- Education: Harvard University (AB) University of Denver
- Occupations: Journalist Consultant
- Children: 2
- Writing career
- Language: English
- Notable works: Seeds of Terror: How Drugs, Thugs, and Crime Are Reshaping the Afghan War
- Notable awards: SAJA Journalism Award
- Website: gretchenpeters.org

= Gretchen Peters (journalist) =

American journalist and advisor

Gretchen Peters is an American journalist specialized in transnational organized crime and the author of Seeds of Terror: How Drugs, Thugs, and Crime Are Reshaping the Afghan War. She is the executive director of CINTOC, the Center on Illicit Networks and Transnational Organized Crime, an operational think tank set up by Peters herself between 2012 and 2013. CINTOC's work is focused on the intersection between transnational organized crime and national security and the executive director of The Satao Project, a consulting firm that supports governments and industries to counter serious organized crime and corruption, and their convergence with terrorism, violence and social unrest.

==Early life and education==
Peters has a BA from Harvard University and a Masters in International Relations from the University of Denver's Josef Korbel School of International Studies.
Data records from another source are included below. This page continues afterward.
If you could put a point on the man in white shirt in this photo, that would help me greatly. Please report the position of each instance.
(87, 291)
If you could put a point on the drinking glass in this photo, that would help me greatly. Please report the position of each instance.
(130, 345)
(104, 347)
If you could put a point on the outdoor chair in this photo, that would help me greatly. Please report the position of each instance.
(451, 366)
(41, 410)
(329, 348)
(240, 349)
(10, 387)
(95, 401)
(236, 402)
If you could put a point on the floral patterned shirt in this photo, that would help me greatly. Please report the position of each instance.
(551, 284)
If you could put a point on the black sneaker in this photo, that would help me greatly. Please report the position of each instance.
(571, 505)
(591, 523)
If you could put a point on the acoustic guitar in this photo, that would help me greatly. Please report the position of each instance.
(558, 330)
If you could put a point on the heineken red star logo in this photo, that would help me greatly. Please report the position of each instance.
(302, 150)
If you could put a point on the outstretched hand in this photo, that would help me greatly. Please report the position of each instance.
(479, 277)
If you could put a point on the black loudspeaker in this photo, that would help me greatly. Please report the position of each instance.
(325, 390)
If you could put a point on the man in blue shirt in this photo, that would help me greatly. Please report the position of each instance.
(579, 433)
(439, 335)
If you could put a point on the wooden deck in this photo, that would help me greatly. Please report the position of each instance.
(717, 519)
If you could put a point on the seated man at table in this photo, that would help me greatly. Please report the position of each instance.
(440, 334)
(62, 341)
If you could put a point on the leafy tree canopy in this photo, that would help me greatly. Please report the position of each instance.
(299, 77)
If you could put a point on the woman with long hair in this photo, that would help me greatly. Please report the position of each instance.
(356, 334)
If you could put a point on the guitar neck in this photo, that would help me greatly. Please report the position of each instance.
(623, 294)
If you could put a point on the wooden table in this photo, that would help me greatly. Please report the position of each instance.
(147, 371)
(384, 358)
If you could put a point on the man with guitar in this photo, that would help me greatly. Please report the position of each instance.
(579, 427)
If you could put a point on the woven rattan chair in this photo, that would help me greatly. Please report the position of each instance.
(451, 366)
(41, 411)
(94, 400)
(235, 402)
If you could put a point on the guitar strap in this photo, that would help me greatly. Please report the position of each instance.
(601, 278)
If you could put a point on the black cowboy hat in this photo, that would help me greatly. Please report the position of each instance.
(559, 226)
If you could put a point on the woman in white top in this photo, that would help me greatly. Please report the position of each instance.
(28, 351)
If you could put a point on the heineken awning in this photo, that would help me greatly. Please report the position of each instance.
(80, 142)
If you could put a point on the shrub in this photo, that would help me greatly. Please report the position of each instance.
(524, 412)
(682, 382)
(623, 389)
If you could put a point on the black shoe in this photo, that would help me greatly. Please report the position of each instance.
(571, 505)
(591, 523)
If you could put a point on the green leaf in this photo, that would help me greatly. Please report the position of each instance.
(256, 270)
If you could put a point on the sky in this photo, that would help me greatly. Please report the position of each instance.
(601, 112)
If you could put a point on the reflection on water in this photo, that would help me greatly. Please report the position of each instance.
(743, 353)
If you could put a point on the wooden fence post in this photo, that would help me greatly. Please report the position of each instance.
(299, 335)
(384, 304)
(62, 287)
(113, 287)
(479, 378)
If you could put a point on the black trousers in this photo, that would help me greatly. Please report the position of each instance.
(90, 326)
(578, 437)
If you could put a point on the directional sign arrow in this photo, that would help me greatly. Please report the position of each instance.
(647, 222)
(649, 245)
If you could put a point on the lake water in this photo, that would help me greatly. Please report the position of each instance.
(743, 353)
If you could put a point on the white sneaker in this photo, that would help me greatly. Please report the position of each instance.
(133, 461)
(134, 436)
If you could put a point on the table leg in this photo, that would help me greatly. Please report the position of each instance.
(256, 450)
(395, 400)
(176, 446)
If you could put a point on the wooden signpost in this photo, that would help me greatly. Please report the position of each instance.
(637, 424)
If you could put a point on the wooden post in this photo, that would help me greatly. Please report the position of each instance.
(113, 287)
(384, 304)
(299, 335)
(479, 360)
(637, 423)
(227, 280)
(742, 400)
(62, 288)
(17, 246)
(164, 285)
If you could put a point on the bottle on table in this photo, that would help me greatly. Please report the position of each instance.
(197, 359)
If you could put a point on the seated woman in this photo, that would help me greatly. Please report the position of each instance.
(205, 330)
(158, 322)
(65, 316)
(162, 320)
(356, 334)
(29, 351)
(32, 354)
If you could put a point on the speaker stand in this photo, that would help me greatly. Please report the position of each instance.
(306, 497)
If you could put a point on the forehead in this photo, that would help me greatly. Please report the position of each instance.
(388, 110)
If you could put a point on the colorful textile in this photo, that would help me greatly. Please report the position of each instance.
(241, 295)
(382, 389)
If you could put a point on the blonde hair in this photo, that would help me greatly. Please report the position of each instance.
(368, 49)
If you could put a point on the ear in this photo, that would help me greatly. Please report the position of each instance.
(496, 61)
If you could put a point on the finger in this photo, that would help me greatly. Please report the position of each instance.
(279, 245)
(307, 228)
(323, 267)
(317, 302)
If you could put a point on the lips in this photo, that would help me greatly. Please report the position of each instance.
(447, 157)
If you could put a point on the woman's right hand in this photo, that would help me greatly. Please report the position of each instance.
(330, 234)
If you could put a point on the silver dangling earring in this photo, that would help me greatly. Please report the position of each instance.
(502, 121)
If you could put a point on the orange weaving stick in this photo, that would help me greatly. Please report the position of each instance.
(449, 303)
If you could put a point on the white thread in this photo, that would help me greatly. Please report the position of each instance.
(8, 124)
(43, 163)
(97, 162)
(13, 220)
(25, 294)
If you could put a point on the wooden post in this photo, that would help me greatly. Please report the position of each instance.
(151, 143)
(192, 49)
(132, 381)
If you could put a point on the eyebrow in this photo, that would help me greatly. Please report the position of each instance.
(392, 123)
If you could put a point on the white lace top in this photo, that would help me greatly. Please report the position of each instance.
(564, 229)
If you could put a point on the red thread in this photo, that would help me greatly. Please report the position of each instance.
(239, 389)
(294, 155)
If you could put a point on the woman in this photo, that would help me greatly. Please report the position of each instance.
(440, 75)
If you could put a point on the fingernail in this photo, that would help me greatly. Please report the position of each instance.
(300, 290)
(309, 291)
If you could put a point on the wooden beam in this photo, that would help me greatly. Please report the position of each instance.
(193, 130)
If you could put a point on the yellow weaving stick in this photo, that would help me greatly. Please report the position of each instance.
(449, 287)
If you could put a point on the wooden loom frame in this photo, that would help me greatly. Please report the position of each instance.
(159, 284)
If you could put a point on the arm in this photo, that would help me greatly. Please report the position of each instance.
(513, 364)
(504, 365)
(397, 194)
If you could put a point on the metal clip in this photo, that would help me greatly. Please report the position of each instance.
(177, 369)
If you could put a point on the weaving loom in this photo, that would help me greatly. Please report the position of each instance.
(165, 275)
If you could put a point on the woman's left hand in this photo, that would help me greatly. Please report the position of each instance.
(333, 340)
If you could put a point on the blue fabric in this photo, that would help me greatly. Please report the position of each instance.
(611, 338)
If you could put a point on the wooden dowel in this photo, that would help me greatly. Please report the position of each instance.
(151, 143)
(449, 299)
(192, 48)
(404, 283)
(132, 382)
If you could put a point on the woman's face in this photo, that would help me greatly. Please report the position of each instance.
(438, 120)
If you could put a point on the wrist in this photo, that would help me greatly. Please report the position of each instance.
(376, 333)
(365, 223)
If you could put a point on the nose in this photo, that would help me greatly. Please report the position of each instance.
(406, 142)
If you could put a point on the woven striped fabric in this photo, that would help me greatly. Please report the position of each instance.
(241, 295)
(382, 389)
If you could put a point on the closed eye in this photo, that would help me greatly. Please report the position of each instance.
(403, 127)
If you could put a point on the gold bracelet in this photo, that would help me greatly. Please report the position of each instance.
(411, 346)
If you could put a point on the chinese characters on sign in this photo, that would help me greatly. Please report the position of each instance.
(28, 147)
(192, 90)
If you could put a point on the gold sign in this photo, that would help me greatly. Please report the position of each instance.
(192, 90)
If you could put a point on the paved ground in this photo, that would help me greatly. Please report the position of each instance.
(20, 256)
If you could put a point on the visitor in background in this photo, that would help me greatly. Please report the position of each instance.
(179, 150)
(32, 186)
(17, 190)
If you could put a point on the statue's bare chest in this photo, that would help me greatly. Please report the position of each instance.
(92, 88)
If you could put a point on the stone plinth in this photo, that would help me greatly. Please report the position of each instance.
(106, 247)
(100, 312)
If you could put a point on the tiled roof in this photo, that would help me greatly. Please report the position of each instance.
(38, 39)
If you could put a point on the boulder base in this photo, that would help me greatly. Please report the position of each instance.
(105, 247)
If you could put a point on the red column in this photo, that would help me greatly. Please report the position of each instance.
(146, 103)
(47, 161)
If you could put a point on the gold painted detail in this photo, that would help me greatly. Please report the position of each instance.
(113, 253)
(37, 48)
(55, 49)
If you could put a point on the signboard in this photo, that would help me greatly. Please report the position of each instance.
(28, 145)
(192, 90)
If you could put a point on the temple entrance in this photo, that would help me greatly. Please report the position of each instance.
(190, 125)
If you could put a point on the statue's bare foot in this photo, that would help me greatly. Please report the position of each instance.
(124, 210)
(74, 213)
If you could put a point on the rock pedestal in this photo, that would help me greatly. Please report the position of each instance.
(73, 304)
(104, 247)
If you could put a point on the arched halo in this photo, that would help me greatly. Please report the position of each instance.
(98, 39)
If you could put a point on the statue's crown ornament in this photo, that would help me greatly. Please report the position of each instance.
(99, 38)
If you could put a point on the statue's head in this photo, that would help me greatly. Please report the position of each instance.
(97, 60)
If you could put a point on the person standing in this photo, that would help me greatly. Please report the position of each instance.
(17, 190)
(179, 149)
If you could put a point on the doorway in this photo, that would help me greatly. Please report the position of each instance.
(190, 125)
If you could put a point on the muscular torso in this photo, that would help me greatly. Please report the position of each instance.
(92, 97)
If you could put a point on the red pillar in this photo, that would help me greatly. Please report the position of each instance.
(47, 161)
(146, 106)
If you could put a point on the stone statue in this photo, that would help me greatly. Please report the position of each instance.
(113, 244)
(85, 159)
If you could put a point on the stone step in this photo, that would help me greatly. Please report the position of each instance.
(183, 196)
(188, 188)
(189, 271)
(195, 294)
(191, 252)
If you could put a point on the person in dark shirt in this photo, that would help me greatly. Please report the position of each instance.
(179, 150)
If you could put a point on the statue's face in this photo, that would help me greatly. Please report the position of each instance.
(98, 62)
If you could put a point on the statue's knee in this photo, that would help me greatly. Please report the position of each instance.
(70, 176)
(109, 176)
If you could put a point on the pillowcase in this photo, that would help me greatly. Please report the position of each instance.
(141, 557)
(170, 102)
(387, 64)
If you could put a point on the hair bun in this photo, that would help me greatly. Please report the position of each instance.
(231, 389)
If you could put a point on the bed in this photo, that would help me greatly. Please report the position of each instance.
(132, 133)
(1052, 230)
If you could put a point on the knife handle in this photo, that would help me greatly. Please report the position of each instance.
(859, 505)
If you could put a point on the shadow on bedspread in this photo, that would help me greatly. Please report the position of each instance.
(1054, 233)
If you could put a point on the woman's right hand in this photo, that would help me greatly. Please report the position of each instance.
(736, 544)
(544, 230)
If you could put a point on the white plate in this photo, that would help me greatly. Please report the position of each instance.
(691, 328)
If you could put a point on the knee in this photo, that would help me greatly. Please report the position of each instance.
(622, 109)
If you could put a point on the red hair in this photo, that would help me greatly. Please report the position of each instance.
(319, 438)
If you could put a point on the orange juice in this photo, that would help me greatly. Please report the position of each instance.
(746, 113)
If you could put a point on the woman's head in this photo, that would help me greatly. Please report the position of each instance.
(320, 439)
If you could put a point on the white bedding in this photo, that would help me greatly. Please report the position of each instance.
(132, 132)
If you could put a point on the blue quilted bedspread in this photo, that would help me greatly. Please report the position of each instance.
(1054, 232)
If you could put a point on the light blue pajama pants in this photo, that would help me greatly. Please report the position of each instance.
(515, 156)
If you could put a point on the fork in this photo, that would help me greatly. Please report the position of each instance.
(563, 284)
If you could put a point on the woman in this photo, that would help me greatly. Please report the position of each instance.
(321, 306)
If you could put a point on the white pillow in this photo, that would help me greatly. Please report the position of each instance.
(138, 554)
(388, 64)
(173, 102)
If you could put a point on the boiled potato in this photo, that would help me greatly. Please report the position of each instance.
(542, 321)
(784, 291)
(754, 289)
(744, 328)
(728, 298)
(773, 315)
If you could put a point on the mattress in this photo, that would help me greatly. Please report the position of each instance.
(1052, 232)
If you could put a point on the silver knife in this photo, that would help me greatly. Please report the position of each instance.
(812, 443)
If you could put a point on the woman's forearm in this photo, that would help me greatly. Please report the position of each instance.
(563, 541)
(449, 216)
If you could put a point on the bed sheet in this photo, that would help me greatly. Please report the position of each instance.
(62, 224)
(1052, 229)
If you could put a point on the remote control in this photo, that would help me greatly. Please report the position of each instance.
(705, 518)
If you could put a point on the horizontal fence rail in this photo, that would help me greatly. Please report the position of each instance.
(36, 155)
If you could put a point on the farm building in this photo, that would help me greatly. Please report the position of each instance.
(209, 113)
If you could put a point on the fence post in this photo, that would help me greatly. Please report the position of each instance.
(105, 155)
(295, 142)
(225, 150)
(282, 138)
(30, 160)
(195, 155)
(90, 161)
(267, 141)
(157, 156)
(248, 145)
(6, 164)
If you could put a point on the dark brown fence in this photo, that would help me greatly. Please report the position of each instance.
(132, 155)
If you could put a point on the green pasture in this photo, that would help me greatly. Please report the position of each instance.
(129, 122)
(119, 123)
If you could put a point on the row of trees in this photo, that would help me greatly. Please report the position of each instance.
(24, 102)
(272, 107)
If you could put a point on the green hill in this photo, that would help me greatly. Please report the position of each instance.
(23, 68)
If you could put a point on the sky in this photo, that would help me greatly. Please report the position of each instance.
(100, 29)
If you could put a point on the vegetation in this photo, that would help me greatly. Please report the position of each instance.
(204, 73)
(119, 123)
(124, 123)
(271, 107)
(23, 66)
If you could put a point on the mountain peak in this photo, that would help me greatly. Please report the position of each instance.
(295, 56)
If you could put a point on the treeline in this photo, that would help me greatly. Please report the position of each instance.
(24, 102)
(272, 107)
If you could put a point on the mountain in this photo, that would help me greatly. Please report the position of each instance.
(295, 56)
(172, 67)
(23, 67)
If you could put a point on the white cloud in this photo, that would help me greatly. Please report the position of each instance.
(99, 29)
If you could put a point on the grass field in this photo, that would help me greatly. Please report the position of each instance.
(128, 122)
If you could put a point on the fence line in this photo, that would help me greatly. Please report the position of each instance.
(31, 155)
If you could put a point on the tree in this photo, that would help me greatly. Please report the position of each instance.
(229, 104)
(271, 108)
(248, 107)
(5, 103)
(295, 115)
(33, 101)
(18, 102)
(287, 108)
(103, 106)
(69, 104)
At the Korbel School, she was a 2012 recipient of the Sié Chéou-Kang security and diplomacy fellowship and the Association of Former Intelligence Officers Life's Choices Foundation Scholarship.

==Career==
Peters began her career as a journalist, working at the newspaper The Cambodia Daily in the early years after its launch. For the following ten years, she covered Pakistan and Afghanistan, first for the Associated Press and later as a reporter for ABC News. Peters was nominated for an Emmy for her coverage of the 2007 assassination of Benazir Bhutto and won the SAJA Journalism Award for a Nightline segment on Pervez Musharraf.

In her work as investigative journalist Peters has conducted extensive research on the intersection between transnational organized crime and national security, from drugs and money laundering to wildlife and timber trafficking. Following the publication of her book, she advised U.S. military and diplomats in Afghanistan.

Peters was previously Senior Fellow on Transnational Crime at the Terrorism, Transnational Crime and Corruption Center at George Mason University, School of Public Policy. She also co-chaired an OECD Task Force working to improve policy approaches to fight the trafficking of wildlife and other environmentally sensitive goods. Peters serves on the Board of Advisors of the Center on Sanctions and Illicit Finance at the Foundation for Defense of Democracies.

== Convergence ==

=== Wildlife, drugs, and US national security ===
In 2015, Peters traveled to Africa with The Satao Project to study ivory supply chains in Tanzania and Kenya. Her work zeroed in on “a regional ecosystem moving ivory, drugs and guns … a matrix of different organisations that collaborate to move illegal goods along the Swahili coast.” She quickly identified the underlying problem: corruption. “If there’s a network that is moving illegal goods from one country to another, there are inevitably government officials involved, protecting them or looking the other way,” she said. Since then Peters has continued focus on the intersection of wildlife, narcotics, and U.S. national security interests, being cited in multiple articles, briefs, and documentaries.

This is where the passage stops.